この時期、知識の学習を初め、共同生活のルールや友人との関わりなど、多くの経験・体験できることが何より大事。しかし、自分に肯定感の持てない子どもはその体験に消極的で、親に対しても、自分の気持ちや日常を話すということは少ないでしょう。だって守られている安心感がなければ行動に躊躇するし、親への信頼感もないですものね。
親の役割、それは子どもの変化を見逃さず、裁かずに今一度、話を聞くことです。善悪の教えはもとより、「子どもの体験を見守る」姿勢が大事です。子どもの体験を奪ってはいけません。友達同士の比較や学校社会の規律の中で、子どもの気持ち・個性を尊重できるのは親しかいないのですから。何でも話せる「親子のコミュニケーション」があることが鍵を握ります。
15歳頃まで
自分で生きて行ける力が備わる
思春期と呼ばれる頃、親の役割は一貫した態度を示せることであり「ブレないこと」が大事です。
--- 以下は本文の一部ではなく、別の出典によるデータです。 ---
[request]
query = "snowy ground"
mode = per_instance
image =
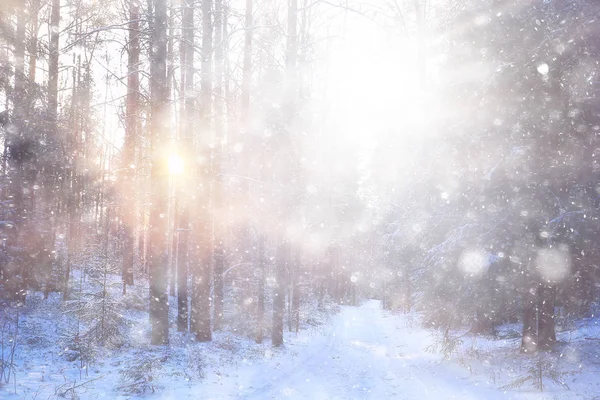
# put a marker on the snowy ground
(363, 353)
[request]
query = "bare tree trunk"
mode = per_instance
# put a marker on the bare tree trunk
(295, 300)
(35, 8)
(201, 310)
(247, 67)
(131, 132)
(529, 341)
(187, 132)
(219, 228)
(546, 321)
(282, 260)
(261, 289)
(159, 307)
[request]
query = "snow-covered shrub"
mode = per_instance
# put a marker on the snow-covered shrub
(9, 335)
(539, 370)
(446, 344)
(141, 372)
(196, 363)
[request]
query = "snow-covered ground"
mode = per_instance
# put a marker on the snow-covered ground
(362, 353)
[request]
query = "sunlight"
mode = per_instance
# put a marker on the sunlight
(176, 166)
(372, 90)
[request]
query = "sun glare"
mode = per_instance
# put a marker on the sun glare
(176, 166)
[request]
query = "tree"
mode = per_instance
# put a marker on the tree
(159, 305)
(201, 310)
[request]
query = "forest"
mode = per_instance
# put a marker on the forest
(203, 182)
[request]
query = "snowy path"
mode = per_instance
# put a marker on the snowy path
(365, 353)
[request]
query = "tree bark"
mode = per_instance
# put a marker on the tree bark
(129, 147)
(187, 132)
(546, 321)
(529, 341)
(159, 308)
(281, 266)
(201, 310)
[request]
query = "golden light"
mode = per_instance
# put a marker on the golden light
(175, 165)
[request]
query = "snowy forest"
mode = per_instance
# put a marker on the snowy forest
(304, 199)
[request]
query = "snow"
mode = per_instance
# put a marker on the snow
(361, 353)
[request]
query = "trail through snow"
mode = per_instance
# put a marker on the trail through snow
(365, 353)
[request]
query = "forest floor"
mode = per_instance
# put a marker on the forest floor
(361, 353)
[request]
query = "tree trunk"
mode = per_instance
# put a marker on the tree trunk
(129, 147)
(295, 300)
(260, 317)
(281, 266)
(159, 307)
(201, 310)
(218, 208)
(186, 137)
(546, 321)
(529, 341)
小学校の高学年くらいになると、友人同士の付き合いが多くなりますね。塾や習い事もそうですし、子供同士の遊びや行動も増えるでしょう。中学に入れば、親子でお出かけというのも相当減りますよね。
子どもから大人に変わっていくこの頃は、心も身体もブレながら、変化とともに「自分」というものを探しています。親や社会に反抗し始めるのも、成長期ならではの姿。紆余曲折しながら、それまでの親あってこその姿から、ほんとうの自立に向け脱皮しようとしています。
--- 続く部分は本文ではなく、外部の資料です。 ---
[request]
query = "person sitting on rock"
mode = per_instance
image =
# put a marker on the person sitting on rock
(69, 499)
異性に目覚め、親を避けたり反抗したり、友人関係に敏感になったり夢や進路に悩んだり、これら不安定に見える状態は、思春期における正常な状態です。親は余裕を持ってブレないこと、毅然とした態度でいること。親にとっては大切な子どもだという認識を持ちながら、でも言動としてはひとりの大人として扱う。つまりは、子どもに本気になることが大事です。
このくらいまでの親子関係が健全なら、それからの高校生活や進路、その先の人生について、自分の頭で考え決められる生きる力を持てるでしょう。
社会で育つ
学校から社会 次のステージへ
15歳頃までに、親から守られ親から本気になられ、自己肯定感の上で体験を積めた子どもは、自己責任というものを獲得できます。それは、自分の体験を見守られながらも、本気でぶつかりあってこられた親子こそであり、そこからは自立した者同士、人間同士の付き合いになるでしょう。
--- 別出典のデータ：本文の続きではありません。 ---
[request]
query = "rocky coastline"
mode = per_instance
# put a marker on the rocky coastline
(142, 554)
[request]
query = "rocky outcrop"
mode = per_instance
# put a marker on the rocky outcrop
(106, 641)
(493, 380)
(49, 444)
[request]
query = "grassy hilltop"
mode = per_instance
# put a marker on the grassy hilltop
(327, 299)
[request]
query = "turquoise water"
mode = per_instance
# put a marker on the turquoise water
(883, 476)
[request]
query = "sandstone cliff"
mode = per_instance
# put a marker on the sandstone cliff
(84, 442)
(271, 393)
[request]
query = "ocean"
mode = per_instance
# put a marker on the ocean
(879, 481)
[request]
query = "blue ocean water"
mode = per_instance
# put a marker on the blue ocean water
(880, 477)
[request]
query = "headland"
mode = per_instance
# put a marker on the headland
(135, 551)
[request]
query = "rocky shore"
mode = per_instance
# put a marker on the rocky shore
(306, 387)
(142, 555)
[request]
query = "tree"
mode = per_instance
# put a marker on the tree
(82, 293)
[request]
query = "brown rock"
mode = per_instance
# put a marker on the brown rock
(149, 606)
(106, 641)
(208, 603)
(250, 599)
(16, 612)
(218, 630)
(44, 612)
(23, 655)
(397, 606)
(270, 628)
正しく育てれば、人はこのくらい(15歳頃)で自立できます。しかし何度も言いますが、「自立」とは誰からも支配されずに存在できること。それがあって、その上で自分の志(こころざし)が立てられ、自分の人生について本気で考え悩むことが出来るのです。義務教育の終わりは、高校生でも自己責任を問われます。進路のこと、友人のこと、恋愛のこと、自分の内面のこと、それらの殆どが社会の中での自己確認です。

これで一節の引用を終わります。